From a user productivity perspective:
- The user only has to remember one user name and password.
- The user doesn’t have to authenticate separately to each system, thereby improving the user experience and lowering barriers for users getting to the information they need.
From a system support perspective:
- The help desk doesn’t get a flood of calls from casual SAP users who have forgotten their password since the last time they needed to go into the system.
- If there is a problem with authenticating a user it becomes more complex to debug and resolve if authentication is being done by another application. If Kerberos is the only way to authenticate then it also becomes a single point of failure. In the case of SAP however you can generally fall back to other authentication methods.
- It can also be confusing for support staff as it blurs the boundaries between systems so it becomes unclear which support group is responsible for dealing with the problem.
From a security perspective:
- If a Windows account is compromised that has the knock-on effect of the SAP account also being open to attack. If the SAP system had a separate internal authentication process a compromised Windows account would not give an attacker an immediate access into SAP (of course if the user decided to use the same password for SAP as for Windows and the windows account was compromised then that offers no protection).
- User administration, authorizations and permissions can potentially be managed from a single system. No need to duplicate users and groups in multiple systems. This is one of the goals of Identity Management systems.

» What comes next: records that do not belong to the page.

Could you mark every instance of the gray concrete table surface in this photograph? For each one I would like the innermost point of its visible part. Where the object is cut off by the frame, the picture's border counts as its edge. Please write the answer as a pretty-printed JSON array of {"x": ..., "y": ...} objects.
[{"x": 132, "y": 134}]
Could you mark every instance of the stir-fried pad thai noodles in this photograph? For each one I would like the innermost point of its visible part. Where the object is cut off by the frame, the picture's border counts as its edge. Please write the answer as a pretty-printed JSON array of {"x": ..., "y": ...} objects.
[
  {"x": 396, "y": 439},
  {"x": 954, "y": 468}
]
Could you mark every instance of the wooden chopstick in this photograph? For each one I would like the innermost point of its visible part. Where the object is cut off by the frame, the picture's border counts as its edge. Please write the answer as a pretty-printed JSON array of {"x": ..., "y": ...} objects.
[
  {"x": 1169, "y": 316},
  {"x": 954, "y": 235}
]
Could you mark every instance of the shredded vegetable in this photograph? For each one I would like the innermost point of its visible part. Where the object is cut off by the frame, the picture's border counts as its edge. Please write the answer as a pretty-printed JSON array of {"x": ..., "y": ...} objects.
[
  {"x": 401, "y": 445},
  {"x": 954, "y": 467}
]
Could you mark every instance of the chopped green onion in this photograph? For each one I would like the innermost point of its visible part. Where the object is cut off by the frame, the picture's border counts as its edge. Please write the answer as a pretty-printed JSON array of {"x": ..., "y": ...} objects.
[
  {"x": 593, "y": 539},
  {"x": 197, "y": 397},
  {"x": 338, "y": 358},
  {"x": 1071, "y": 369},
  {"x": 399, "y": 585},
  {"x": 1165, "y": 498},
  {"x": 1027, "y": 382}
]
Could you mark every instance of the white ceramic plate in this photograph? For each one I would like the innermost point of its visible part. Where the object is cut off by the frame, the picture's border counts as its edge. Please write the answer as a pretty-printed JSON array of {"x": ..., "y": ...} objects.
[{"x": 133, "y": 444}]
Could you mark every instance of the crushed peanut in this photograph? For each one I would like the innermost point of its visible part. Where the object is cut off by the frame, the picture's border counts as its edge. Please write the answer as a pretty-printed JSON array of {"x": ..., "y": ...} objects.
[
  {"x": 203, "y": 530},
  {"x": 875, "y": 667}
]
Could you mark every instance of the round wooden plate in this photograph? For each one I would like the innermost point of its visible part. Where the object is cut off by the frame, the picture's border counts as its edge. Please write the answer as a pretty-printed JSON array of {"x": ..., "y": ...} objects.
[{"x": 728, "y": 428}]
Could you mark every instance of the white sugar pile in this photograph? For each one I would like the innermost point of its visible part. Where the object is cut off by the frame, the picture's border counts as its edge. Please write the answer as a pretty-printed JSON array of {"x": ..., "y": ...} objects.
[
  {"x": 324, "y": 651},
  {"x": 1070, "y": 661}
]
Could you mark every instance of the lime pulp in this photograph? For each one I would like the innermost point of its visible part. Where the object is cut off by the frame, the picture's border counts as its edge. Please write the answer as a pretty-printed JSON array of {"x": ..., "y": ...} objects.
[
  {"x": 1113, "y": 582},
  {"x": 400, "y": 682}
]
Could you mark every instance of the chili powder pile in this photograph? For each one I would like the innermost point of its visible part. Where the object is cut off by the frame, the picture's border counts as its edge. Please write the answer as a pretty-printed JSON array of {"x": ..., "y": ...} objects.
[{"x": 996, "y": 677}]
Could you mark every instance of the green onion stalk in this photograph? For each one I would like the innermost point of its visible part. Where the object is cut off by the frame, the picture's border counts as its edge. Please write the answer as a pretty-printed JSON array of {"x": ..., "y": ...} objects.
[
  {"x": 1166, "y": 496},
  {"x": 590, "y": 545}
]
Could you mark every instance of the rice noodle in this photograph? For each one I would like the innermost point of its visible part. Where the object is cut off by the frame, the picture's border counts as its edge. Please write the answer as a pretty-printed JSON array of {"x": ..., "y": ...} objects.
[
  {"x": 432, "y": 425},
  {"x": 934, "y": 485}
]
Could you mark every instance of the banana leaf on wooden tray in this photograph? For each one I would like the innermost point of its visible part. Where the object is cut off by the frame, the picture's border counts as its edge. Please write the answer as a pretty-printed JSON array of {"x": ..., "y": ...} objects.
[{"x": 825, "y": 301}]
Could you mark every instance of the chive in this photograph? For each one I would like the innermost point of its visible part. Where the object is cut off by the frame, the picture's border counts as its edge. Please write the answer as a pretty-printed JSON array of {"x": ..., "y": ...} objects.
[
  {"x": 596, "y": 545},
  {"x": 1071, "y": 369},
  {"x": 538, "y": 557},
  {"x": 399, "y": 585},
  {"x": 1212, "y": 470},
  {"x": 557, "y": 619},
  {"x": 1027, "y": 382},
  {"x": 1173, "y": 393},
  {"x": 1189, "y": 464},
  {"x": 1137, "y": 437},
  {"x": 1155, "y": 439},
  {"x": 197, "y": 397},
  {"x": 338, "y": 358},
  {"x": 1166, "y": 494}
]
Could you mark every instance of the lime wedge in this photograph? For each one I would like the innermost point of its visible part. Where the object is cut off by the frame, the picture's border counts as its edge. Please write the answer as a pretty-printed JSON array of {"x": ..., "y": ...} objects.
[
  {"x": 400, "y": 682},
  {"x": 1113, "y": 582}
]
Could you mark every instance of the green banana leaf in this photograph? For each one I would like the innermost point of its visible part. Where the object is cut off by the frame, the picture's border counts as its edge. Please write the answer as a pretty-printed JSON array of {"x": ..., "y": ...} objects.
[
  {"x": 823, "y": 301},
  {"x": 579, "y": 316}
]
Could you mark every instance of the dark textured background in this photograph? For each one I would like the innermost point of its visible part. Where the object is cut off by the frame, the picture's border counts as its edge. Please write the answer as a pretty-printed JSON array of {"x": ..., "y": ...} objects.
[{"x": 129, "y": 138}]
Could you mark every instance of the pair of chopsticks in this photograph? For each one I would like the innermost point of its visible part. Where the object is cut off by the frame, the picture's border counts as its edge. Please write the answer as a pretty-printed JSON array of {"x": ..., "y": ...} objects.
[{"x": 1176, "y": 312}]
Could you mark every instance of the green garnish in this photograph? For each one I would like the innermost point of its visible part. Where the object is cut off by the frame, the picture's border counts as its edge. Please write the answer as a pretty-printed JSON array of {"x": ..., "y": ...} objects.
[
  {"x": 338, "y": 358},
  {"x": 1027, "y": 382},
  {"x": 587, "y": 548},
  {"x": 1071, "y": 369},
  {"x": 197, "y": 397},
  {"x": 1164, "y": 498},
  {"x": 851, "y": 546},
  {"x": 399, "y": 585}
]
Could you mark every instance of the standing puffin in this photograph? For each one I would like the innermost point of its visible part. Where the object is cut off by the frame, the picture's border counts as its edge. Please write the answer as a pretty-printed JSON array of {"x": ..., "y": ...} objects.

- There is only one authentication step happening which reduces the number of times a user name and password combination transits the network. After the initial authentication step the Kerberos ticket is all that is passed around the network – it is encrypted and therefore much more secure.
- The security of the KDC server is extremely important. A compromised KDC server or KDC administrator credentials can compromise the entire system.
So what can be done to make things more secure if you are worried about implementing Kerberos? Here are some suggestions:
- Improve the strength of your authentication by introducing strong password policies, certificate authentication and/or One Time Passwords (OTP).
- Ensure you have strong passwords and good policies around password management for both the KDC and SAP server administrators and users.
Ultimately like most things in life there is no definite yes or no answer to this question, just various shades of grey. Making an informed decision and weighing up the risks and rewards will ultimately result in the right decision for each individual organization. What is important is to look at how sensitive the information your giving access too via SSO in your SAP systems is, if your Windows based authentication is not strong enough to protect that data then think about ways to further secure it. However in my opinion in general the small additional risk that the KDC servers are compromised is worth the reward if it means the user experience is improved and the number of help desk calls for password resets can be reduced.